4. DO QUE RETORNA PARA MINHA
CLÍNICA
Mais uma vez constatamos a
diversidade no discurso teórico/clínico analítico advindo de lugares
razoavelmente próximos. Se algumas falas se cruzam, outras pesam em lugares
opostos. Por exemplo, quando leio Nasio fico com a impressão que a direção do
tratamento pesa mais para o analista, ao contrário da impressão que fico de
Quinet.
Ao olhar para minha clínica, que
tem passando por experiências no consultório particular, no hospital, em ONGs,
e nos atendimentos pela rede do CEP, posso perceber as singularidades dos casos
e por isso escolhi como epígrafe deste texto: "O estilo é o homem
a quem me dirijo".
O retorno da fala do paciente será o lugar do meu inconsciente como analista. A "escolha" do estilo, a partir da qual
a linguagem sempre aparece, na medida em que permito minha escuta flutuar. Desde este ato avanço pela ética: não converso com sintomas, o que retorna para mim, levo para supervisão, para análise, construo a demanda
com o paciente sem ter medo de transparecer um não saber, confio em um suposto
saber, estudo.
E assim, as etapas da técnica da
psicanalítica trazem as surpresas não apenas para o analisando, mas também para o
analista, e talvez esta seja a nossa única certeza. Construir etapas é nossa
tarefa. A desconstrução é nossa sorte.
REFERÊNCIAS
ALMEIDA, Mauro William
Barbosa de. "A fórmula canônica do mito". (Versao
corrigida do texto publicado originalmente
em Queiroz, Ruben C. de & Nobre, Renarde F. (eds.). Lévi-Strauss.

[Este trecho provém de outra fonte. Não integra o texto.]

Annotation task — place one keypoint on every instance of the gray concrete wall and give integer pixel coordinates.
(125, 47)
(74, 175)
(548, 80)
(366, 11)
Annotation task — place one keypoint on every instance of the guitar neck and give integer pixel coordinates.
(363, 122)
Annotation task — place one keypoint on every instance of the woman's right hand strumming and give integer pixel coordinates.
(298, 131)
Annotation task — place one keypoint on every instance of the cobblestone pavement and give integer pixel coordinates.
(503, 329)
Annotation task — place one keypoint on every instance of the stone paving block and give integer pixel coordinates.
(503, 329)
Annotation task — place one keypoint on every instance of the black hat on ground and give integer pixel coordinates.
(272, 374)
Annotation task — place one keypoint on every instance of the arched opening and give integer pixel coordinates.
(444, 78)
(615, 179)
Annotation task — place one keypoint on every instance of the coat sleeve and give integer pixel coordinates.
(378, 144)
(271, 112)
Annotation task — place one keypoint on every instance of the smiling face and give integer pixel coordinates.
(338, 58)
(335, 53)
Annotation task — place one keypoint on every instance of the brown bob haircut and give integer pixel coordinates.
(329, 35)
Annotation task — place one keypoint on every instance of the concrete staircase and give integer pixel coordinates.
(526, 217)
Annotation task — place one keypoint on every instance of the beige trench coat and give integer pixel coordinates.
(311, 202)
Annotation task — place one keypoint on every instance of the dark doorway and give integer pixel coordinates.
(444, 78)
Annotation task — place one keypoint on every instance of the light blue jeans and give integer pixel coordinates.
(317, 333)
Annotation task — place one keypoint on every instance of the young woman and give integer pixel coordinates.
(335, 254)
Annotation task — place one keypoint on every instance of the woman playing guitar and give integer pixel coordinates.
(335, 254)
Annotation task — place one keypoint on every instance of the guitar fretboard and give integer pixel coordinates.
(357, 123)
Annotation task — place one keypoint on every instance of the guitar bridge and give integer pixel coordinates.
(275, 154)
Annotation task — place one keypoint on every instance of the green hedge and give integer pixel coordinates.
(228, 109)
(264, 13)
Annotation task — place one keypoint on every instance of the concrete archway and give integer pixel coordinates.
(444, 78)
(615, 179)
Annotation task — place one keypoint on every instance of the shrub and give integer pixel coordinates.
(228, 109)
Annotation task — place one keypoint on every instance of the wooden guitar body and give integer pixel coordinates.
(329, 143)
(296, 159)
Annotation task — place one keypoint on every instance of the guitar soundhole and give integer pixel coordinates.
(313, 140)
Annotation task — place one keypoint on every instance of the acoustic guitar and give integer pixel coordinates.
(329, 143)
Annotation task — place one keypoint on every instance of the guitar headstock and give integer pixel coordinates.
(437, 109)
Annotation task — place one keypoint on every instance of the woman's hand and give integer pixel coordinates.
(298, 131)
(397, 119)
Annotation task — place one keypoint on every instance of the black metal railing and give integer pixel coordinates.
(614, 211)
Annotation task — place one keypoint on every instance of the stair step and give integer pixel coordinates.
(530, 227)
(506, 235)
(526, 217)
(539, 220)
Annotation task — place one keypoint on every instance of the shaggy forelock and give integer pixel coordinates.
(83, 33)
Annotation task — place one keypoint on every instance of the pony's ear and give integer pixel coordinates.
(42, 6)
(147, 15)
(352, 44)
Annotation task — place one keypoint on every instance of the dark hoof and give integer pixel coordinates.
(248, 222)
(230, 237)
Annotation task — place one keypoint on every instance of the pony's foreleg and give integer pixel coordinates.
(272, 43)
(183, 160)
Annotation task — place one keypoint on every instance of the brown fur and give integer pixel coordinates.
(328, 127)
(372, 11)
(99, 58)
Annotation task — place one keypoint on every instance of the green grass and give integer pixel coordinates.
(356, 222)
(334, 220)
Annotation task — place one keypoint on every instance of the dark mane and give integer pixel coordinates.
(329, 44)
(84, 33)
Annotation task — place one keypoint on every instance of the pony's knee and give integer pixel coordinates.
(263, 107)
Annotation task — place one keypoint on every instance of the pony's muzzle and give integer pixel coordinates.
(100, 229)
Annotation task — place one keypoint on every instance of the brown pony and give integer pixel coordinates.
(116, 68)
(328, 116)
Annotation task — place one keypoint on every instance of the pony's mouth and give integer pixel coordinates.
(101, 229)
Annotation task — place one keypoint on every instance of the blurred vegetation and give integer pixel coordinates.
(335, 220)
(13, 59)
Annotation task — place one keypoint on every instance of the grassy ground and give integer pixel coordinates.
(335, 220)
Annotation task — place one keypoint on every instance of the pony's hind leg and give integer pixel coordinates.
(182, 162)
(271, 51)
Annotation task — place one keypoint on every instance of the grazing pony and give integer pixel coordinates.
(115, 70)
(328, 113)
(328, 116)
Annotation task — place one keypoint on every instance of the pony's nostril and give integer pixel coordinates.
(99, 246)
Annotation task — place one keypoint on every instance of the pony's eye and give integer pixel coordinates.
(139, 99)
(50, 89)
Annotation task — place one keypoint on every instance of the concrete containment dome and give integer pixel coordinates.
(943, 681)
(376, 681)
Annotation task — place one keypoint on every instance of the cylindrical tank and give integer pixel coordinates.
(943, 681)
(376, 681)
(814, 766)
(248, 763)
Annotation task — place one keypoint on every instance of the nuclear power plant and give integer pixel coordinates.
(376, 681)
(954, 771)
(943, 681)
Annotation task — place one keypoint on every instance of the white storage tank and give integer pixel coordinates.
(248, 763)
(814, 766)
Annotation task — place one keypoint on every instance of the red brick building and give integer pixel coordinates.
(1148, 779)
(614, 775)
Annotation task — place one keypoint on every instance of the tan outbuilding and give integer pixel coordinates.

Leituras Brasileiras. Belo Horizonte, Editora da Universidade Federal de Minas
Gerais, 2008, pp. 147-182. Esta versão corresponde ao texto em italiano, no
prelo e corrige erros da edição brasileira.). Disponível em: < https://mwba.files.wordpress.com/2010/03/almeida-2009-a-formula-canonica-do-mito-_corrigida.pdf>.
Acesso: 18/05/2016.
DUNKER, Christian Ingo Lenz. Seminário sobre a Obra de Lacan: A Garrafa de Klein e a dialética entre demanda e desejo na análise. Transmitido ao vivo em 10 de abrIL de 2014 pelo Instituto de Psicologia da USP. Disponível em: < TclqvdEC8xg>. Acesso: 18/05/2016.
NASIO, J. -D. Como Trabalha um Psicanalista? tradução:
Lucy Magalhães; revisão técnica Marco Antônio Coutinho Jorge. Rio de Janeiro: Zahar, 1999.
QUINET, Antonio. As 4+1 condições da análise. 12. ed. Rio
de Janeiro: Jorge Zahar Ed., 2009.
The Boston Change Progress
Study Group. Change in PSYCHOTHERAPY: A
unifying paradigm. W.W. Norton & Company Publisher, 2010.
[1] na aula 11 (março de 1965) do Seminário 12, "Problemas Cruciais da
Psicanálise". (não publicado no Brasil)
[2] Podemos
usar como exemplo uma das variantes algébricas
similares de Levi-Strauss, apresentadas por Dunker, "O
mito de Édipo com a fórmula canônica", onde, Fx(a) ≈ Fy(a) :: Fy(b)
≈Fb-1(x)
A
fórmula pode ser lida assim:
a
superestimação de relações (de parentesco) Fx(a) está para a subestimação de
relações de parentesco Fy(a) assim como a negação de relações com monstros
autóctones Fy(b) está para o caráter-autóctone-invertido (caráter
anti-autóctone) da função exagero Fb-1(x).